Non è tanto il controllo onnicomprensivo, un orwelliano panopticon digitale, ad essere dietro l’angolo. Piuttosto Libra sarà un nuovo tassello nel complesso mosaico dell’estrazione di valore dalla nostra vita. La nostra vita, condensata in dati digitali, a loro volta elaborati da algoritmi, diviene una merce. E questa merce verrà venduta a chi la userà per potere, a sua volta, venderci meglio i suoi prodotti e/o servizi.

É il mondo del futuro prossimo, su cui abbiamo sempre meno possibilità di intervenire nel disegnarlo. Il mondo dello sviluppo tecnologico, che ci appare così ‘etereo’, immateriale, ma che invece è assolutamente basato su una enorme ‘fisicità’, fatta di consumi energetici (il settore dell'Information Technology consuma da solo il 7% dell’elettricità globale) e di minerali ‘strategici’.

Quanti di noi hanno sentito parlare di coltan, o di tantalio? Quanti sanno da dove proviene, a cosa serve? Sono entrambe indispensabili per la realizzazione di componentistica elettronica. Di coltan, ad esempio, sono ricchissimi il Congo e il Venezuela (che è anche il paese più ricco di petrolio al mondo...). E anche il tantalio viene soprattutto dal Congo. E in Congo c’è una guerra, terribile1. Per fare la guerra, si comprano armi. Noi produciamo e vendiamo armi, loro le comprano. E le pagano anche vendendo a loro volta quei minerali. Le guerre producono morte, distruzione e carestia (in Congo, si stima circa 5,4 milioni di persone sono decedute in conseguenza del conflitto). Dalle guerre si fugge. E il cerchio si chiude.
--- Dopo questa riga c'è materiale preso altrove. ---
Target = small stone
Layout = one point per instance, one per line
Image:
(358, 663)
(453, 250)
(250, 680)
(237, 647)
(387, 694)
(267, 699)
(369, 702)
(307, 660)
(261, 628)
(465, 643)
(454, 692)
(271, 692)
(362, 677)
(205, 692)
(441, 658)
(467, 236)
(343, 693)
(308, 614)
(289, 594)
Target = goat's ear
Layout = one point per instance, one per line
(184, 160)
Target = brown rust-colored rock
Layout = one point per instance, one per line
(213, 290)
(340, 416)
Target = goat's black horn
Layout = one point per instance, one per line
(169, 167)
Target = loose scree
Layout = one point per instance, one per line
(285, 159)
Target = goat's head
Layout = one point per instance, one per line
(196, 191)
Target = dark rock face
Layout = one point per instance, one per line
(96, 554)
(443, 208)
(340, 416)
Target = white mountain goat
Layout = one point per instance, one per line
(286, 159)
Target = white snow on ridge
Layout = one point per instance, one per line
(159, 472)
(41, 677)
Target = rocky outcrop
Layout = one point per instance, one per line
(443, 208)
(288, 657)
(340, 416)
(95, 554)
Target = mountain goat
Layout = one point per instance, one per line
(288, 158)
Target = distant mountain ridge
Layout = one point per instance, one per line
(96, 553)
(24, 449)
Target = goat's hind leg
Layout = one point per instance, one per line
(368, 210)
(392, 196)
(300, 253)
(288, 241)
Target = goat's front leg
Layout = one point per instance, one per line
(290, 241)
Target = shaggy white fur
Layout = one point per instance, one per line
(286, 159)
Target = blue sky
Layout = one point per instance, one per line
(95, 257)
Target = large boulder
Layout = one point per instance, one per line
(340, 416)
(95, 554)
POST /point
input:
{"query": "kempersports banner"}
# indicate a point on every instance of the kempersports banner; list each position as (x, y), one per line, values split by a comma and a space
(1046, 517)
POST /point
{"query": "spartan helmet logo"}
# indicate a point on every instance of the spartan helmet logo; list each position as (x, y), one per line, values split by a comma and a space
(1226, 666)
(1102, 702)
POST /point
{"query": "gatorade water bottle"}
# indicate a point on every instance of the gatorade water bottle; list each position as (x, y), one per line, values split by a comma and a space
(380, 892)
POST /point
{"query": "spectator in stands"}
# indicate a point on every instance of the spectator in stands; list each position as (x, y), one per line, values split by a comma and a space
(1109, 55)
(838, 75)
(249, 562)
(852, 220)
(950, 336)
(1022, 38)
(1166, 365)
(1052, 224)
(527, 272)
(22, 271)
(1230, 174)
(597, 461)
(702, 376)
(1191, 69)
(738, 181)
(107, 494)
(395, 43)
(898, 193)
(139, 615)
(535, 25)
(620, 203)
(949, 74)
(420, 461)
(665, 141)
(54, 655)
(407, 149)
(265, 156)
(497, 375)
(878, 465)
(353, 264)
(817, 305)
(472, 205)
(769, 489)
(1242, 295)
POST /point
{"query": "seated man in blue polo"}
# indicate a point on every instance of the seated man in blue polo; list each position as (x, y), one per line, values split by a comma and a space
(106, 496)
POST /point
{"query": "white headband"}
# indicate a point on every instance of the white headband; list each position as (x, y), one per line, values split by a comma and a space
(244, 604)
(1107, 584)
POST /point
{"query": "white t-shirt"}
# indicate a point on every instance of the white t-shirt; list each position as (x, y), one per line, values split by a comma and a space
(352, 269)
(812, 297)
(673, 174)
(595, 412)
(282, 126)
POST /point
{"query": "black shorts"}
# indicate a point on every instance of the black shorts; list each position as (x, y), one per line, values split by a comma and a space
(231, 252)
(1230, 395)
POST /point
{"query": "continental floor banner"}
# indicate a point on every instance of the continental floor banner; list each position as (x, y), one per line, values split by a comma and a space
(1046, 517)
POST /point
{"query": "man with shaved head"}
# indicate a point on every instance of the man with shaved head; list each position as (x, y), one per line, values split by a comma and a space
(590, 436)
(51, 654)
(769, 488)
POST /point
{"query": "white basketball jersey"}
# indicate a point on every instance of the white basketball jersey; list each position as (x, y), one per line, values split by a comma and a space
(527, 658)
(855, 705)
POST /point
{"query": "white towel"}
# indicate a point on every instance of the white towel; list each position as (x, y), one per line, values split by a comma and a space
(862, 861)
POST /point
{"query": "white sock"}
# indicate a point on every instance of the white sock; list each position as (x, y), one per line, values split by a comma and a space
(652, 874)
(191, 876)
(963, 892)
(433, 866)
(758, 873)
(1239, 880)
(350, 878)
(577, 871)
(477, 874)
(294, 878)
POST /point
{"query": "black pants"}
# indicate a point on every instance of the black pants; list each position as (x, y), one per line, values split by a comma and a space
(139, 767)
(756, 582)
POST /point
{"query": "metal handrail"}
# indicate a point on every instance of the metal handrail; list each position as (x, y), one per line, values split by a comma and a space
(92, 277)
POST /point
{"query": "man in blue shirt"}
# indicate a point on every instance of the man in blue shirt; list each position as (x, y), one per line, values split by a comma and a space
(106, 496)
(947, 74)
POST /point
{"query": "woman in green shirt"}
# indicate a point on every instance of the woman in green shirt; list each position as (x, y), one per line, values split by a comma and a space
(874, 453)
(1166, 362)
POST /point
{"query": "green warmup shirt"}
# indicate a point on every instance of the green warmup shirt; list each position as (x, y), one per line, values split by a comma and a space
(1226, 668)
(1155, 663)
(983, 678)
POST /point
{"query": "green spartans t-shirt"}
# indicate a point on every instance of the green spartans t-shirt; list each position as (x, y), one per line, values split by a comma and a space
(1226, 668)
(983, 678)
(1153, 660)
Il punto, ovviamente, non è la demonizzazione della tecnologia, che certamente migliora la nostra vita. Semmai, è aver cura che contribuisca a liberarla, non a costruire nuove (anche se nascoste) schiavitù. In questi giorni, per dire, al Maxxi di Roma, si sperimenta una apparecchiatura che utilizza una tecnologia d’avanguardia - la conduzione ossea - per migliorare l’esperienza museale. Basterà avvicinare un dito all’orecchio, per usufruire di contenuti audio.

Ecco, il dito. Usiamolo, guardiamolo, ma non dimentichiamo di guardare anche ciò che ci indica. Il mondo può a volte apparire terribilmente complesso, tanto da avere la tentazione di non vedere per non sapere. Ma spesso questa complessità deriva proprio dalla mancanza di attenzione che vi rivolgiamo. Non vi è motivo alcuno per complicare ciò che è semplice. É il principio del Rasoio di Occam: "Pluralitas non est ponenda sine necessitate" (non considerare la pluralità se non è necessario).

Non guardare il dito, guarda il mondo.

1 “Non mi sono mai occupato di una guerra peggiore di quella del Congo, e mi ossessiona. In Congo, ho visto donne mutilate, bambini forzati a mangiare la carne dei loro genitori, ragazze vittime di stupri e distrutte nel loro io. I signori della guerra finanziano parte delle loro scorribande attraverso la vendita di minerali grezzi contenenti tantalio, tungsteno, stagno e oro”. Nicholas Kristof (premio Pulitzer), New York Times.